The ability, or inability to control and block these systems can have a direct impact on people’s safety, a company’s performance and reputation. How would a company run if its employees couldn’t enter the building? If a breach can be quickly brought under control, damage and disruption can be mitigated. Although there is still the possibility of damage to systems that depend on constant power such as generators and 24-hour market economies.

These risks can also evolve to any smart systems reliant assets, economies or lifestyles such as: Smart Public Services, Smart Cities, Smart Homes.

The advantages of Incident Command Technology (ICT), Incident Command Systems (ICS) and BMS installations and for future smart systems are undeniable and nobody would think twice about going back on this system. Using new technology from the conventional IT world means we have to come to terms with the constraints that come with it.

Retroactively dealing with these issues can be costly and complex especially if they have not been factored into protocols at design phase. This is also the case for older assets that were built at a time when cyber security awareness and the ability to transfer and manage these risks was limited.

Fortunately, as well as sophisticated mitigation techniques a number of risk management and insurance options now exist. Insurance protection for the risks that owners and managers of real estate face is now readily available through insurance intermediaries, or direct insurance companies.

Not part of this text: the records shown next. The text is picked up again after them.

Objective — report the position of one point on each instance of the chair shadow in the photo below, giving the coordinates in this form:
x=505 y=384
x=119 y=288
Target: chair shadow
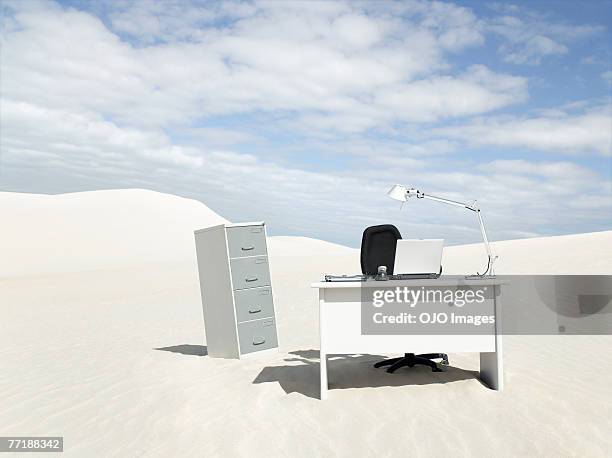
x=351 y=371
x=186 y=349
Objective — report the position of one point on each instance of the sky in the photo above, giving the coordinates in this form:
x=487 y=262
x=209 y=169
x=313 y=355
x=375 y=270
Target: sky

Typically a cyber insurance policy would provide protection for the following eventualities:

  • Forensics
    After a breach has occurred, expert forensics can determine what has been affected and how it can be contained, repaired or restored.
  • Legal and Public Relations
    Expert legal and PR consultants can formulate a plan to contain reputational damage. The cover provides payment for costs you may incur for a PR consultant to avert or mitigate damage to your brand and business operations.
  • Notification
    Any ‘data subject’ affected by the breach will need to be notified, and credit monitoring put in place to prevent further losses.
  • Fines and investigation
    Professional support to help prepare for any investigations you are subject to. A cyber policy can also cover payment of insurable fines and penalties imposed upon you.
  • Cyber business interruption
    This can cover you for loss of business income resulting from the total or partial interruption, degradation in service, or failure of information and communication assets.
  • Human error
    It’s easy to think that the only risk you face is from hackers. In reality human error, such as losing a laptop or a mobile loaded with client data and passwords, can be just as destructive.

Cyber liability insurance can ensure you’re not just covered for incidents caused by external forces. Your customers, your data, and even your reputation (arguably the most valuable thing to your company) can also be covered for a range of internal as well as external eventualities.